Así, la Coordinadora Nacional de Trabajadores de la Educación (CNTE) por sí sola no puede ser el eje sobre el que se articule la lucha, ni pueden serlo Morena o el Ejército Zapatista de Liberación Nacional (EZLN). El movimiento que reúna a todos los sectores en lucha –campesinos, obreros, maestros y ciudadanos de todos los orígenes– no puede ser de autoconsumo y debe plantear nuevas formas de hacer política.
Esta lucha es posible gracias a que, hoy en día, opera una necesidad de unidad. Hay una mezcla de intereses y pretensiones que necesitan la unidad. Para Marcos, ya “anda circulando por ahí” esta unidad, y se nota en que todo mundo está hablando de acciones nacionales y coordinadas. Vaticina que viene la lucha nacional pero, al mismo tiempo, viene el encontronazo con el gobierno. Con la efervescencia nacional van a venir grandes choques. La sociedad se debe preparar para eso y para hacer una lucha no violenta.
Jesús Ramírez concuerda en que la unidad de los movimientos es urgente, pues estamos enfrentando un proceso de degradación de dimensiones históricas: la lucha ya no es contra un capitalismo local sino internacional. En este nuevo proceso, al que Jesús llama “una nueva etapa del capitalismo”, se subordina a los pueblos a la acumulación del capital; ya no existen los ideales de libertades o República.
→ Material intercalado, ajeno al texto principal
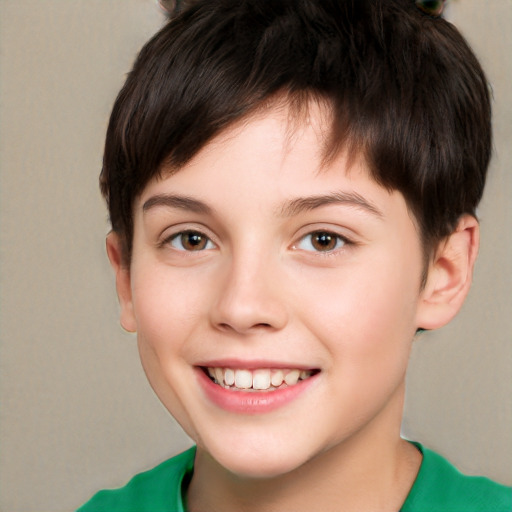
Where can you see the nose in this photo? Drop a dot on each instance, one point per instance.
(250, 297)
Por lo tanto, en México estamos viendo cómo esa nueva etapa capitalista se está ajustando a nuestra realidad. Desde esta nueva óptica, el país se ve como tierra de conquista y colonización. Por lo tanto, la batalla que enfrentamos es si México sigue siendo México, pues lo que nos quieren heredar es un territorio de conquista sin derechos. La gente debe estar consciente de que se enfrenta a una oligarquía global. Por lo tanto, si se aprueban las reformas, va a ser prácticamente imposible recuperar la soberanía.
Se requiere de la unidad de todos los mexicanos, no sólo de la izquierda: de todos aquellos con consideren que México vale la pena como nación, de quienes reconozcan que este país está hecho de resistencias contra los poderes fácticos. Esta resistencia se puede construir en torno a un programa mínimo que es la defensa de la Nación.
La crisis no es sólo local y se vive un contexto similar al que ha existido en otros momentos de alzamiento social. En este sentido, la lucha de unidad no sólo es factible sino que se ve alentada a realizarse –en muchos sentidos, ya comenzó–, siempre y cuando se puedan superar las limitantes de los propios dirigentes.